# Nerviges Gepiepe beim Nutzen von KeyListenern & Scrollbare Composites



## dzim (14. Aug 2009)

Hallo zusammen,

ich musste heute nach einiger Zeit SWT-Abstinenz einige recht nervige "Features" mich mit zwei nervigen Problem rumärgern:

1) Wenn ich einen KeyListener an eine Liste (oder Tabelle, das ist in dem Fall ja egal) ranhänge, fängt bei den abgefangen Key-Events (hier das Nutzen der Entfernen-Taste in einer Liste) der Speaker an unter Linux ein nettes "PIEP" von sich zu geben... 
Die Frage ist: Wieso? Und: Wie bekomm ich das weg?

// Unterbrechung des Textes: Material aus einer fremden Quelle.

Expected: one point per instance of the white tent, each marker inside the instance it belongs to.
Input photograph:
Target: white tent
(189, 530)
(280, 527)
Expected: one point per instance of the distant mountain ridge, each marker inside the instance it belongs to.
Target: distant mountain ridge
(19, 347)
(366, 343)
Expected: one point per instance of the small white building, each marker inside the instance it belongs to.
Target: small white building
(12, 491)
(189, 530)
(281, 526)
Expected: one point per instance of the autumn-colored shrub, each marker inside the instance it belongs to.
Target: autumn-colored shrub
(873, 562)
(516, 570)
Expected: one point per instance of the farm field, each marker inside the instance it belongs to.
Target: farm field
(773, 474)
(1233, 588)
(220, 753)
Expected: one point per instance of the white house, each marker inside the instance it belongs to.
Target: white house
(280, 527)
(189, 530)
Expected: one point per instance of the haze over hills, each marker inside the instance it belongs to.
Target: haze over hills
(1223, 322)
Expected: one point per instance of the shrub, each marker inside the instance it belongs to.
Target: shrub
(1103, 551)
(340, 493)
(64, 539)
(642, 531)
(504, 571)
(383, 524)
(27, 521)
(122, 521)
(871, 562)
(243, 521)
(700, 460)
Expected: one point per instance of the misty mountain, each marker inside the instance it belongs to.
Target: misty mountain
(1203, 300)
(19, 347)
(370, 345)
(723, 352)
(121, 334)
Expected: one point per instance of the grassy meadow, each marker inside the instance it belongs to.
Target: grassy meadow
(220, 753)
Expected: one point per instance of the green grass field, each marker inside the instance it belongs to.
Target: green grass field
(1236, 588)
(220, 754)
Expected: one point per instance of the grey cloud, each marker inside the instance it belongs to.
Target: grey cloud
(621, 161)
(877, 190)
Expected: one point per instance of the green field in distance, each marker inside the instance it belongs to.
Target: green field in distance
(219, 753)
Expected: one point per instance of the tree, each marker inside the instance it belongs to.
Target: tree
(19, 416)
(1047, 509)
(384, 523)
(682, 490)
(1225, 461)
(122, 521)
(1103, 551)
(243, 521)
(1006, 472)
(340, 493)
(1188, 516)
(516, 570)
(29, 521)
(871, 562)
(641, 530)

2) Scrollbare Composites... Also mal ehrlich, das ist doch ein "pain in the ass"!
Ich habe eine Composite-Klasse, die in ein TabItem geladen wird, wessen TabFolder wiederum in einer Group sitzt - kling jetzt vielleicht recht übertrieben, macht es aber recht übersichtlich.
Jetzt ist es potentiell so, das er Inhalt meiner eigenen Composite-Klasse etwas größer werden kann, als die Fläche, die mir in der Group zur Verfügung steht, da wollte ich jetzt vertikales scrollen zulassen. SWT.V_SCROLL ist definitv nicht sehr hilfreich (jedenfalls unter GTK nicht), wenn man es an das Composite beim Start übergibt. Es erscheint dann zwar ein Scrollbalken, der aber nicht das Composite tatsächlich scrollt - oder ich stell mich zu dämlich an. Es an das TabItem, den TabFolder oder die Group zu ebergeben bringt scheinbar auch nichrs.
ScrollableComposite, dachte ich, könnte die Lösung sein. Leider zeigt das auch nach einigem Versuchen nichts an. Das Composite bleibt dann immer komplett leer. Das hier >> Java Tips - How to make View scrollable in SWT << hat mir da nicht weitergeholfen... Ich habe es über eine Zwischenklasse versucht, der ich das andere Composite gegeben hab.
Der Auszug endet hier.